Majid T Aized, MD2, Erina Kansakar, MD1, John Webber, MD, FACS2. 1McLaren Port Huron Hospital, 2Detroit Medical Center, Wayne State University
Faulty surgical technique and mechanical complications diminish the life of peritoneal catheter. A single cuffed catheter provides a solo anchorage point and results in catheter tip displacement, leak at catheter exit site, cuff protrusion and infectious complications . We extend the single cuff catheter using an additional inverted V shaped catheter with two cuffs. These three cuffs fix the catheter in the subcutaneous tunnel.
The following describes the technique used in 60 consecutive patients who had PD catheter placed between July 2012 and June 2013.
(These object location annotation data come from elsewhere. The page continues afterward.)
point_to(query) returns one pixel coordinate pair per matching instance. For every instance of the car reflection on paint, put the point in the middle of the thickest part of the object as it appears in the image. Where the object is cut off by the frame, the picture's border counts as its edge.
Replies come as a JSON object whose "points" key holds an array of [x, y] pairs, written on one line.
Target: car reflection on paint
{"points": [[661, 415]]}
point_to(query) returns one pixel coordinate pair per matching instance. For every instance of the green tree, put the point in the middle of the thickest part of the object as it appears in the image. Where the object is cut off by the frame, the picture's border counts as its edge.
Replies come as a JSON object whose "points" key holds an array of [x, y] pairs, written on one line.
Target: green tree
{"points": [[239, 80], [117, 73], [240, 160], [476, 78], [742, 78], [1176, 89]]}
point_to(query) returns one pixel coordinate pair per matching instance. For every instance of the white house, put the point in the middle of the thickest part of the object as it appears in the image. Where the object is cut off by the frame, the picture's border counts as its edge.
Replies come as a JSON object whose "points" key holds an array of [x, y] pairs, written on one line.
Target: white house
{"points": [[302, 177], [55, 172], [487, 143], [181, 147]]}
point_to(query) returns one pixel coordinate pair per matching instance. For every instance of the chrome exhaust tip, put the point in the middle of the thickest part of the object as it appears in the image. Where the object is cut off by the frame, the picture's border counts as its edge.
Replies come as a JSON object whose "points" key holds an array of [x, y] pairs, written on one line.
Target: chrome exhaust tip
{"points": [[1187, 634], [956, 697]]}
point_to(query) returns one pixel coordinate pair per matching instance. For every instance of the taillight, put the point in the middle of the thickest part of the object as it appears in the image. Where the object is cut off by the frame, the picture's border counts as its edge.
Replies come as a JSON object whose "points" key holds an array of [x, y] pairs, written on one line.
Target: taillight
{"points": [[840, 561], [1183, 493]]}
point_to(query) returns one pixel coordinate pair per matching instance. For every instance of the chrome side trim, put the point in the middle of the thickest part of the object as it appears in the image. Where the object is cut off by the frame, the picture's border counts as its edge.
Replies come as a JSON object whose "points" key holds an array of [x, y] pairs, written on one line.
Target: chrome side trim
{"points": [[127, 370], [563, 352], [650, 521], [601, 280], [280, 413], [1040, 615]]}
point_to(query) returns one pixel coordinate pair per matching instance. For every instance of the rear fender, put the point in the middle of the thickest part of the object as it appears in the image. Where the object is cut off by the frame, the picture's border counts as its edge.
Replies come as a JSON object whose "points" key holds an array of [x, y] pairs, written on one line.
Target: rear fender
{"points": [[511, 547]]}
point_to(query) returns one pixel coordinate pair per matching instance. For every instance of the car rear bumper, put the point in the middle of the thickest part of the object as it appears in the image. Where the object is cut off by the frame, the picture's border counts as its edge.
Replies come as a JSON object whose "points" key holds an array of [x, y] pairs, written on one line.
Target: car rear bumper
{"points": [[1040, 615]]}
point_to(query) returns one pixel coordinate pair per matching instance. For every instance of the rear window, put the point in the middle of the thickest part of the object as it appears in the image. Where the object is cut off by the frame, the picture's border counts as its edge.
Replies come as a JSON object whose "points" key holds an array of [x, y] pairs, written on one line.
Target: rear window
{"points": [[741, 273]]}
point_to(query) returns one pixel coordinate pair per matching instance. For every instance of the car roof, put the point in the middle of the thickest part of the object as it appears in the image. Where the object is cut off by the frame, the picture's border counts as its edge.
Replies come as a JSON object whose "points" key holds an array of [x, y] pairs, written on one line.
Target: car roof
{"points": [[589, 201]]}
All patients had the catheter exit site marked prior to surgery (above the umbilicus,away from the belt line and usually left abdomen). The peritoneal cavity is accessed via 5mm incison in left upper quadtrant using the optiview technique and pneumoperitoneum is established. A 5 mm trocar is placed in the right lower quadrant for catheter positioning. A 10mm non-bladed trocar is placed below the umbilicus directing towards the pubis at approximately 45 degrees angle to create a peritoneal tunnel. A pigtail catheter with a single cuff is introduced via the 10mm port. The catheter sits deep in the pelvis while the cuff is positioned right above the peritoneum at the entry point (acts a first fixation point). A second inverted V shaped catheter with a cuff on each arm is used for extension. A 2 cm incision is made in the skin and subcutaneous tissue three fingerbreaths below the left costal margin. A small stab incision is made at the premarked catheter exit site and a subcutaneous tunnel is created directed towards the left subcostal incision. The lateral limb of the inverted V catheter is brought out through the premarked catheter exit site .The medial limb of the inverted V shaped catheter is tunneled through the subcutaneous tissue to exit at the infraumbical 10 mm port site. The two catheters are connected with a titanium connector. The two additional cuffs provide additional fixation points. The catheter is connected to a titanium luer lock. Inflow and outflow of dialysate fluid is tested and 150-200 ml of fluid is left in the pelvis. Dialysis is initiated in 7-10 days. All umbilical hernias identified during the procedure and primarily repaired with transfascial prolene sutures using Carter Thomason device.
We have not identified any cuff protrusion or exit site leak in 60 cases performed .Two needed catheter revision . These male patients had failed transplanted kidney which further narrowed the male pelvis. A straight tip catheter was used to prevent displacement of the catheter tip out of the pelvis. One patient had catheter removed for extensive intraperitoneal adhesions.